John sostanzialmente è l'UOMO MASSA, L'UOMO MASSIFICATO CHE SOTTO L'IMPULSO DI CONDIZIONAMENTI PATERNI TENTA DISPERATEMENTE DI DIVENTARE QUALCUNO, DI FUORIUSCIRE DALLA MASSA PUR (E QUESTO E' UN NODO CRUCIALE DEL FILM) MANTENENDONE TUTTI I PREGIUDIZI E LA MITOLOGIA ALIENATA ED ALIENANTE (QUELLA DI PRIMEGGIARE, APPUNTO).

Quindi ci troviamo al cospetto di un personaggio profondamente MASSIFICATO, che dalla massa tenta di uscire e che nella massa ritorna: il film è organizzato come una sorta di circolo vizioso atto a mostrare la superficialità e l'alienazione del tragitto esistenziale di John.

Non si può sottovalutare la portata "realistica" del film, la descrizione precisa ed icastica della metropoli (la quale assurge ad una sorta di sinfonismo, memore il regista della lezione di Ruttmann e di tutta una tendenza del Cinema Tedesco di fine anni Venti) le riprese fuori dagli studios e dai teatri di posa.

Ed il titolo del film è pregnantissimo, trattenendo in sè il senso più riposto dell'opera (poi da dipanare, attraverso una visione attenta ed uno studio) dal momento che la folla, appunto, è la dimensione che tutto sovrasta e che tutto fagocita.
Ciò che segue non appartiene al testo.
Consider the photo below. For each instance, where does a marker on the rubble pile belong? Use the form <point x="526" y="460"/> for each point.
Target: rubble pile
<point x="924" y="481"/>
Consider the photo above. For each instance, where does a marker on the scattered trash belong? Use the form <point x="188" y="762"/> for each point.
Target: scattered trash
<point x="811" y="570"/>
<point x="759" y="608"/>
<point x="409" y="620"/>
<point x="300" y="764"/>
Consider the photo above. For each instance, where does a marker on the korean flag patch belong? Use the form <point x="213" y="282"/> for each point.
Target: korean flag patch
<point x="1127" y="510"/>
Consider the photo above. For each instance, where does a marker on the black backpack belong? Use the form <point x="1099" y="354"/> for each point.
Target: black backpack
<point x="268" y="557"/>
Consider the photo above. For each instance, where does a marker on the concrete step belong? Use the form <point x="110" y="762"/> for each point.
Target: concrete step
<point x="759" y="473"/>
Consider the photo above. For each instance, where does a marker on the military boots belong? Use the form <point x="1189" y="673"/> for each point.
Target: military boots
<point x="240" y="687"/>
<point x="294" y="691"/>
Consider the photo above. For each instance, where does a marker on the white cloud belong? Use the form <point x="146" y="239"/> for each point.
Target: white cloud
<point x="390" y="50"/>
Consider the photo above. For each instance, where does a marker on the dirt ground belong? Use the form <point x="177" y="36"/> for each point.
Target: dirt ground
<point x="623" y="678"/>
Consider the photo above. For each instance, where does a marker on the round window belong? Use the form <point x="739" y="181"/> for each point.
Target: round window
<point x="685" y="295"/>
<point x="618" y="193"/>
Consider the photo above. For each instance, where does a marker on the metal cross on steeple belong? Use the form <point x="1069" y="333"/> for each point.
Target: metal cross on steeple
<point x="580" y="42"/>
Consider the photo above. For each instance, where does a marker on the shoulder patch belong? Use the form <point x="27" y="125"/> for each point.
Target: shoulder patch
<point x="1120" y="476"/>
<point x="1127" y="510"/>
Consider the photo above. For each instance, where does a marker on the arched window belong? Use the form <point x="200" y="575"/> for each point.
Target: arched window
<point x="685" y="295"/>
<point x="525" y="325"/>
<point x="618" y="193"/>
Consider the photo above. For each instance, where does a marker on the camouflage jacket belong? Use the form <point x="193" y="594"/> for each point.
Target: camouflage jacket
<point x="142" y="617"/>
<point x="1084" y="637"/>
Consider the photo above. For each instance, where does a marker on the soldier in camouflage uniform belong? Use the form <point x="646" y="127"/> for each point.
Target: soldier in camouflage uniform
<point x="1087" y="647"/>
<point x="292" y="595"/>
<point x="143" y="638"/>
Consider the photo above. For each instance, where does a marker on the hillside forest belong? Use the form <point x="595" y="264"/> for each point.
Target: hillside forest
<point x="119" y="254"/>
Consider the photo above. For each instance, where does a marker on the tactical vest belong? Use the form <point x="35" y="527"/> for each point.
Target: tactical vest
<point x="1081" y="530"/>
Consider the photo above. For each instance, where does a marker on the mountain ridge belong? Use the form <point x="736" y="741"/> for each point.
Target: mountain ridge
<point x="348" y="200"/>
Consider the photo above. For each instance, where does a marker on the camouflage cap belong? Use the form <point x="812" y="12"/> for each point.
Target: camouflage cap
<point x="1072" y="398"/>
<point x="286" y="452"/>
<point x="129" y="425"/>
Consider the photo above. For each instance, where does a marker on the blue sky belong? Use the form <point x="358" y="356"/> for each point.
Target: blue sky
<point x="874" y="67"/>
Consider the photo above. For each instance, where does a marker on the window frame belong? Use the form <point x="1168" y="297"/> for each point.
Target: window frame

Gli uomini sono interscambiabili, resi uniformi, standardizzati, e sono alienati, John stesso, appunto, il quale con i suoi sogni di riuscita sociale sostanzialmente non agisce, ma viene agito, non è in grado di "dire" ma piuttosto si lascia "dire".

Questa dimensione massificante è ben rappresentata sia nella sequenza del grattacielo, con quel movimento della cinepresa planare (sequenza e movimento di macchina ripreso mirabilmente poi da Billy Wilder nel suo meraviglioso "L'Appartamento, del 1960) sia nell'ambigua sequenza finale, quella del cinema, appunto: dove il protagonista reagisce nello stesso identico modo di tutti gli altri, come un automa fra automi.

Ecco, io credo che ne "La Folla" passi tutto un discorso non solo cinematograficamente rigoroso ed articolato (l'empito "realista, il sinfonismo metropolitano, etc.) ma anche un discorso sociale di primo smontaggio dell'American Dream.

Perchè "La Folla" è già un film demistificante, molto in anticipo sui tempi, e questo la dice lunga sul genio di King Vidor.

Come è stato rilevato, questo film è anche un "dramma dell'ambizione": non tanto sui sogni infranti, quanto piuttosto sulla demistificazione dell'ideologia del successo, sullo svelamento dei meccanismi familiari di "educazione" che celano in verità manipolazione ed oppressione.

"La Folla" è un capolavoro: sia per la sua portata formale, stilistica, che sociale e di contenuto, ed un film-cerniera all'interno del corpus filmografico vidoriano.